The glaciers of the Himalayas are melting so fast they will affect the water supplies of a population twice that of the US within 22 years, the head of the world’s leading authority on climate change has warned.
“That’s something to be concerned about,” said Rachendra Pachauri, chairman of the UN’s Intergovernmental Panel on Climate Change, which this week starts releasing its first extensive report in six years on how the global climate is changing.
This is the panel’s first big study since it was mired in controversy four years ago over a mistaken suggestion in its last assessment in 2007 that the Himalayan glaciers could disappear as early as 2035, a date it admitted was “poorly substantiated”.
Mr Pachauri faced calls to resign at the time but on the eve of the new report’s release, he said the error should not overshadow the looming risks posed by the retreating glaciers, which feed water into rivers supplying some of south Asia’s most densely populated regions.
“Everything humanly possible has been brought to bear on this report to see that we don’t have any errors,” he told the Financial Times in an interview.
“That [glacier] error of course was highlighted round the world, and we apologised for it,” he said. “It doesn’t detract from the fact that the glaciers are melting across the globe, including the Himalayas.
“The mistake we made was using that figure of 2035, but that doesn’t in any way reduce the implications of glacier melt across the entire Himalayan range and that’s something to be concerned about, as it was then.”
While the glaciers may not vanish by 2035, he added, the pace at which they are melting is bound to affect vast numbers of people depending on them for water.
“Even before 2035 it’s going to start showing up in terms of changes in water flows, which affect, as we had estimated, 500m people in south Asia and 250m people in China,” he said.
The IPCC’s new assessment is only the fifth it has done in its 25-year history and its first since 2007. Leaked drafts of its final summary, which will be approved by the nearly 200 governments who belong to the panel in Stockholm this week, show it strengthens past findings that global temperatures are rising and humans are the main cause.
Mr Pachauri, who has chaired the panel since 2002, said the new report would differ from its predecessors in some ways, however.
It includes a far more comprehensive examination of issues such as how sea levels are changing, for example, and will also address another issue that has roused mounting interest since its 2007 report: the slowing rate of global warming in the last 15 years.
“We will have something to say on that,” he said, adding he thought people should bear in mind a recent World Meteorological Organisation report showing the first decade of this century was the hottest in 160 years.

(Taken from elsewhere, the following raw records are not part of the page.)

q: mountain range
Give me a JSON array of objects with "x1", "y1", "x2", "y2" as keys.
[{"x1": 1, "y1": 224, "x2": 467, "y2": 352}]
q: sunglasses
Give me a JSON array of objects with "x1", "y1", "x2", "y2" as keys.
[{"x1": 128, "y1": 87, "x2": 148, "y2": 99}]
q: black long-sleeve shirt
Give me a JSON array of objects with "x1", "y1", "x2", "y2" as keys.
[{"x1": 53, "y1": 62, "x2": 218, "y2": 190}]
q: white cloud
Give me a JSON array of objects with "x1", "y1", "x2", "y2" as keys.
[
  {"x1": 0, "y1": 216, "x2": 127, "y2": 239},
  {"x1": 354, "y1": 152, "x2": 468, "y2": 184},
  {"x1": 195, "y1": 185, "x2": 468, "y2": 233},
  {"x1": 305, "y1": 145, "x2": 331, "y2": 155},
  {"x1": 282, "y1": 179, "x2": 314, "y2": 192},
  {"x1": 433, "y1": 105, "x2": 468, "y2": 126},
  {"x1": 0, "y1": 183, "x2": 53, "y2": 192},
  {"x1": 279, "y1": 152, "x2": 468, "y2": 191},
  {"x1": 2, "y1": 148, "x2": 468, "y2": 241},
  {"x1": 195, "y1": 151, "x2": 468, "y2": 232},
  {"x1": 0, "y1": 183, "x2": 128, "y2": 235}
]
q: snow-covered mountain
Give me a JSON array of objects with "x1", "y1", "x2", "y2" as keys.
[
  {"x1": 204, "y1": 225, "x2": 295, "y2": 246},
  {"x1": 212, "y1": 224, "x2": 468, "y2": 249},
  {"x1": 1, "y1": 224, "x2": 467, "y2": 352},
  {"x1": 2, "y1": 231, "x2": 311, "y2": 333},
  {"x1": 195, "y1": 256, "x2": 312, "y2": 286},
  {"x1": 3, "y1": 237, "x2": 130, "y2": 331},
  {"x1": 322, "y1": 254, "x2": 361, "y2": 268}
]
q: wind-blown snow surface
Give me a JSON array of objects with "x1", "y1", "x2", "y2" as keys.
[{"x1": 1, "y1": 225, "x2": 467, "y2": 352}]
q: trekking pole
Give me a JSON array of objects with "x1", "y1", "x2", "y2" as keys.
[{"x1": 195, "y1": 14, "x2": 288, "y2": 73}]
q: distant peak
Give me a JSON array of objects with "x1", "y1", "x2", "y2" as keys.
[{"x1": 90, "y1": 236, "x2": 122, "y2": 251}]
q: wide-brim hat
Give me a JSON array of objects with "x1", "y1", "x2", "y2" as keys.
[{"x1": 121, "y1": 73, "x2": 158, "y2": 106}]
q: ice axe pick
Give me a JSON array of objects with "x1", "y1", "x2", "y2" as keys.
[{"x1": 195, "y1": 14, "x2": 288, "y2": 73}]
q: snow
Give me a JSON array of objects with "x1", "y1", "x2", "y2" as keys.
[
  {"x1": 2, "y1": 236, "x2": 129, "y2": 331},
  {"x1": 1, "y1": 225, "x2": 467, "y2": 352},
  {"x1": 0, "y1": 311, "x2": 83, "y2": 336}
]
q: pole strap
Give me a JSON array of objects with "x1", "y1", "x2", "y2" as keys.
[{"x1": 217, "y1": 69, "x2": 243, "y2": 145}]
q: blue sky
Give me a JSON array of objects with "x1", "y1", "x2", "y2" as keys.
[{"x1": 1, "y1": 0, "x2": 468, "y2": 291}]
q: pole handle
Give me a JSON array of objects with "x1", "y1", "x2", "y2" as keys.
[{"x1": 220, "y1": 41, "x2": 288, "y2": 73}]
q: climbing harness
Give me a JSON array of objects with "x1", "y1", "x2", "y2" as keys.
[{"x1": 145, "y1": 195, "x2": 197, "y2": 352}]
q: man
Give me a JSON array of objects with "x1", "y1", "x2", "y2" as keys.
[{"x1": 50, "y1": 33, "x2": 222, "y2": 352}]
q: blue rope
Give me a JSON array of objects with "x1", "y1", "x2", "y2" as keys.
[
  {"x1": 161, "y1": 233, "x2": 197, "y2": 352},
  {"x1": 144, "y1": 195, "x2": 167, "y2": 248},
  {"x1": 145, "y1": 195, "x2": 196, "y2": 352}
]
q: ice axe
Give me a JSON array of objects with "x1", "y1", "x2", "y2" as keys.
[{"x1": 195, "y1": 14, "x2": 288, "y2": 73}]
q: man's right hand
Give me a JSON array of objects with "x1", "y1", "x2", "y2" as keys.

One big difference in this year’s report, which will be released in stages over this year and next, is the number of scientists who wanted to compile it. Nearly 3,000 scientists were nominated to be authors of the latest report, up from 2,000 in the previous one, said Mr Pachauri. A total of 831 were selected as authors.
The scientists assess existing climate research, rather than carrying out original work. They mostly work for free, however, on what has become such a fast-growing field of research that it creates a demanding workload for those with busy day jobs.
This has led to calls for the nearly 200 governments that make up the IPCC to think about allowing it to issue smaller more targeted reports more frequently, rather than the enormous assessments it publishes every five or six years.
The governments are due to consider how the IPCC should do its work in future at a meeting later this year, but Mr Pachauri said he did not believe the existing system would need to change.
“I would say, based on our own experience, I’ve found the scientific community totally equal to the task, even though the magnitude and the complexity of the task has certainly grown over time,” he said.
“The workload has certainly increased, because there’s a lot more materials to be assessed now than was the case maybe 10 years ago, but may I say that the scientists have been equal to the task. They’ve just had to work much harder, and frankly, that’s a very heartening observation.”
He would also like to see governments study the IPCC’s work more carefully at the annual two-week UN climate change negotiations. This year’s meeting will take place in Warsaw in November. “Of the two weeks that are spent discussing what needs to be done about climate change, a minimum of three or four days should be spent focusing on the science,” he said. “Because I think it’s only when you realise the cost of inaction, and what it’s going to lead to in different parts of the world, that people would realise what it is to delay action.”